This is the stage that links research and making. Looking at everything you have gathered and all the notes you have taken in your workbook, you should be able to see some themes occurring naturally. Now you can begin to think about how you are going to re-visualise this. How can you merge your own visual research and personal collections into a series of photographs? Try using the brainstorming method where you write something like, ‘MY IDENTITY’ in the middle and arrows outwards with all your different points. I find this the easiest way to organise your thoughts when they are a bit all over the place! Once you have finalised what you will be exploring through your self-portraits, you can begin thinking about how that will translate into a photograph.
When working with a project that is research-heavy like this one, it can be helpful to write yourself a research question. Your final photographic work will seek to answer this question. This could be something general, for example, “How can self-portraiture represent my own sense of cultural identity?” or something more specific to your theme. Using a research question can be a helpful way to anchor your project and give yourself a focus point if you get lost.

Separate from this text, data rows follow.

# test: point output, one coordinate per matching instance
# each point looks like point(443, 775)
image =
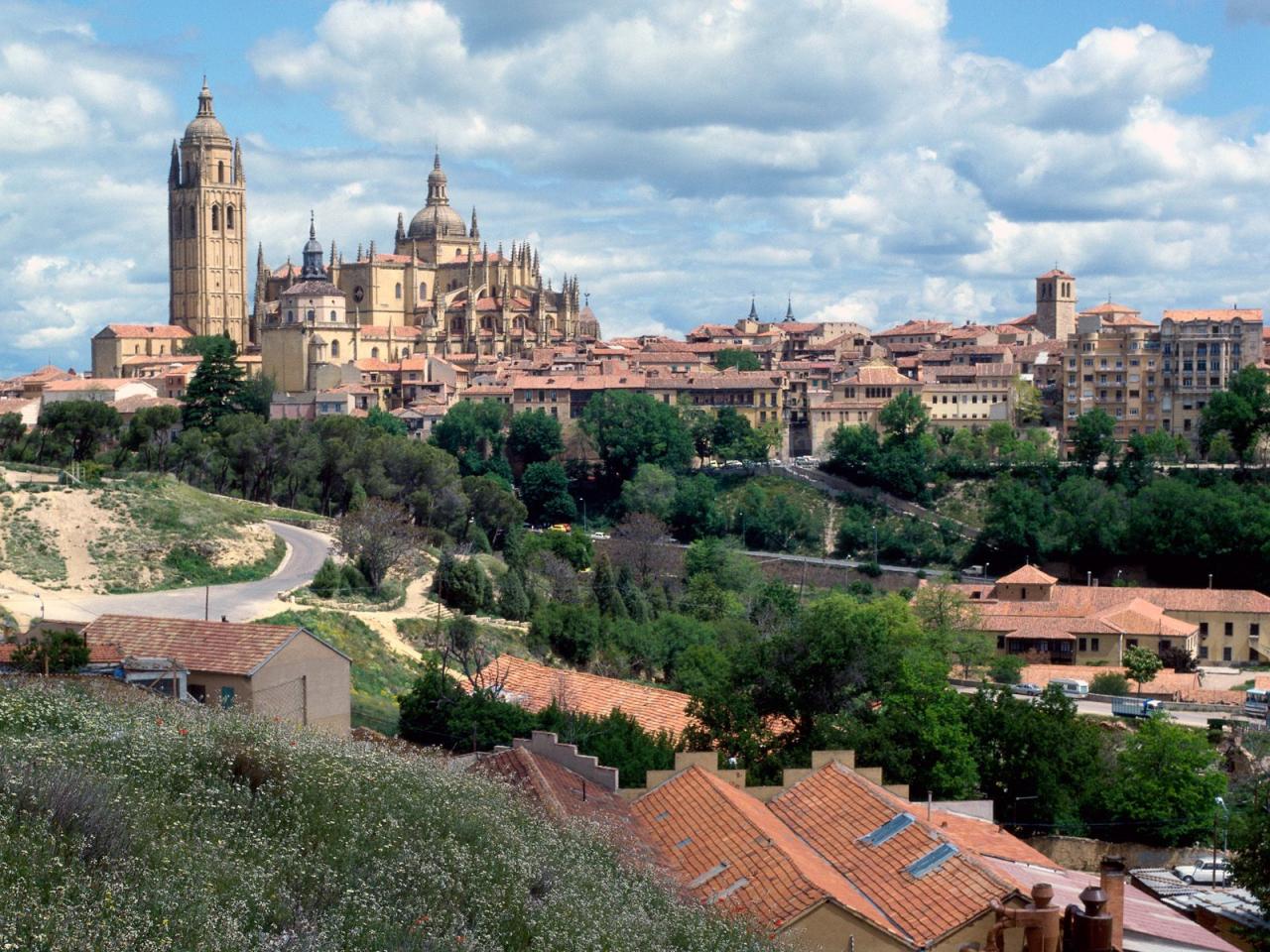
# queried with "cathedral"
point(441, 291)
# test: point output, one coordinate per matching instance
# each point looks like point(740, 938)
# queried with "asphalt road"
point(239, 602)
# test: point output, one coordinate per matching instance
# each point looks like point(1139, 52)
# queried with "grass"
point(28, 551)
point(379, 673)
point(131, 823)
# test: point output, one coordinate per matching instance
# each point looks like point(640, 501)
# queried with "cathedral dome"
point(204, 125)
point(437, 218)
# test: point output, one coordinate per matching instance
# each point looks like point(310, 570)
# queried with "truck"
point(1134, 706)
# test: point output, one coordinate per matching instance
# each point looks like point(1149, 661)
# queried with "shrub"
point(1006, 669)
point(1110, 683)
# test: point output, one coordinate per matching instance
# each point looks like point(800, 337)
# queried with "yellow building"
point(207, 229)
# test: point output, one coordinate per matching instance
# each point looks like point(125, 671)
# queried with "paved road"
point(1191, 719)
point(239, 602)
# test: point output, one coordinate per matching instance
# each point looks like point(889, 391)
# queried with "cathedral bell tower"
point(207, 229)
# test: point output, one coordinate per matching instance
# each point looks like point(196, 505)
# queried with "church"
point(440, 293)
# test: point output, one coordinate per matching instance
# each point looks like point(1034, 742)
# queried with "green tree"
point(649, 490)
point(631, 428)
point(737, 358)
point(1165, 782)
point(81, 425)
point(1242, 411)
point(1142, 665)
point(534, 436)
point(56, 652)
point(903, 416)
point(1092, 438)
point(545, 492)
point(216, 389)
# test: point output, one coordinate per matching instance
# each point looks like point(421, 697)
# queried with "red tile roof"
point(222, 648)
point(835, 807)
point(534, 687)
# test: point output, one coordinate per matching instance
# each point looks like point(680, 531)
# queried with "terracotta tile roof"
point(534, 687)
point(761, 867)
point(1159, 925)
point(222, 648)
point(835, 807)
point(1220, 313)
point(145, 330)
point(985, 838)
point(1028, 575)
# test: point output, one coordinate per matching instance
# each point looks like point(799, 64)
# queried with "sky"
point(873, 160)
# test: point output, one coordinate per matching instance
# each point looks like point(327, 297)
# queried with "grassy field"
point(379, 673)
point(134, 824)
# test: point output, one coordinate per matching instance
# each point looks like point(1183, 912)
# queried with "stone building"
point(207, 229)
point(443, 291)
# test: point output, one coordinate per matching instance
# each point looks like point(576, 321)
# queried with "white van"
point(1072, 687)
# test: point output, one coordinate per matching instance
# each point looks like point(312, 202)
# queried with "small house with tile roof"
point(280, 670)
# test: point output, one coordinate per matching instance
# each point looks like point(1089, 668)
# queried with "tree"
point(1092, 438)
point(1164, 784)
point(534, 436)
point(81, 425)
point(56, 652)
point(634, 428)
point(1242, 411)
point(216, 389)
point(737, 358)
point(651, 490)
point(377, 536)
point(1142, 665)
point(545, 490)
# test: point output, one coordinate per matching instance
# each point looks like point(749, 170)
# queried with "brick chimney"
point(1111, 873)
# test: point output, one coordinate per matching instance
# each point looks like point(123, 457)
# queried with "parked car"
point(1205, 870)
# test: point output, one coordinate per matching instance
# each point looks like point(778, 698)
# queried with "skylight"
point(887, 830)
point(933, 861)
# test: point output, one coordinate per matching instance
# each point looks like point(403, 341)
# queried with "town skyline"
point(675, 218)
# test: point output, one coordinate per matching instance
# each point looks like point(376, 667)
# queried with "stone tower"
point(1056, 304)
point(207, 229)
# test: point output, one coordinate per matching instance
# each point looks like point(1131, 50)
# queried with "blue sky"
point(874, 159)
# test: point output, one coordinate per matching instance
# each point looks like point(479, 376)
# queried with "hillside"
point(134, 535)
point(135, 824)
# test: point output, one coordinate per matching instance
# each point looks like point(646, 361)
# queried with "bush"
point(1110, 683)
point(1006, 669)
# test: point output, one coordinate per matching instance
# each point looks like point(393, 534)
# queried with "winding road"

Next, in my workflow, I start to draw scenes that I might want to recreate in a photograph. However, this style of working all depends on what kind of photographer you are and what kind of photographs you want to take. Some shoots require a huge amount of planning and studiously following a shot list. Other shoots can be a lot more experimental and candid with little preparation needed. Understanding the way you work best as a photographer is extremely important, a workflow that suits you will help you be as creative and productive as possible.